On June 19th, the standing Senate Committee on Banking, Trade and Commerce released a report on the use of digital currencies. The Report, entitled Digital Currency: You Can’t Flip this Coin follows 15 months of study during which the Committee heard from 55 witnesses. Last February, I was privileged to be one of the witnesses that appeared before the Committee. The Report contains eight recommendations for the government to consider with respect to digital currencies and the technology that supports them. With one exception, the Committee saw no urgent need to regulate with respect to digital currencies and, in fact, urged the government to take almost a “hands off” approach at this time. Some of the more interesting recommendations are discussed below.
More than a currency
In recommending that the government not rush to regulation, the Committee focused not just on the emergence of digital currencies but also on the other potential uses of the blockchain technology that underlies currencies such as Bitcoin. The Committee was concerned that introducing regulation at this early stage in its development could deprive Canadians of some of the important benefits of the technology, including its potential to enhance personal security. This potential, coupled with the limited inroads made by digital currencies, influenced the Committee’s call governmental restrain.
Money Laundering and Terrorist Financing
While urging restraint, the Committee did see one area where regulation should be developed. The Committee recommended that digital currency exchanges be required to meet the same requirements as money services businesses under Canada’s anti-money laundering and anti-terrorist financing legislation. The Committee considered these exchanges to be any business that allows customers to convert state-issued currency to digital currency and digital currencies to state-issued currency or other digital currencies.
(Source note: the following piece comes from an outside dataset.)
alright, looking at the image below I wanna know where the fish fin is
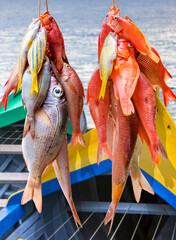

In this regard, the Government has already made amendments to Canada’s anti-money laundering and anti-terrorist financing laws that will require persons that deal in virtual currency to register with the Financial Transactions and Reports Analysis Centre of Canada. The amendments are expected to be brought into force as soon as amendments to the related regulations are ready. These regulations may or may not further specify the activities that constitute “dealing in virtual currencies”. However, FINTRAC has indicated that the law is meant to apply to entities such as virtual currency exchanges. The amendments to the regulations have been expected for some time.
Access to banking
During its hearings, the Committee heard from various entrepreneurs that are trying to establish businesses that deal in or otherwise rely on digital currencies about the challenges they have encountered opening bank accounts and obtaining banking services. Of course, this links to the concerns that the banks have about the potential use of digital currencies as a vehicle for money laundering and terrorist financing and the fact that these businesses remain unregulated in Canada. In addition to recommending that the anti-money laundering and anti-terrorist financing regimes be extended to digital currency exchanges, the Committee recommended that the Minister of Finance convene a roundtable with stakeholders, including banks, to look for solutions to balance the needs of these businesses with the banks’ legitimate regulatory concerns.
The Committee heard testimony about the treatment of transactions in digital currencies under Canada’s tax laws and the interpretations of the Canada Revenue Agency. It was the Committee’s view that many questions remain. The Committee has therefore recommended that the CRA issue clear guidance on the tax obligations of Canadians when digital currencies are received as income, held as an investment, or used to purchase goods or services.
Back in three years
Given the Committee’s view that the use of digital currencies will evolve rapidly, the Committee indicated that it will review its study into the use of digital currencies and their associated technologies in three years to reassess the appropriateness of the regulatory environment.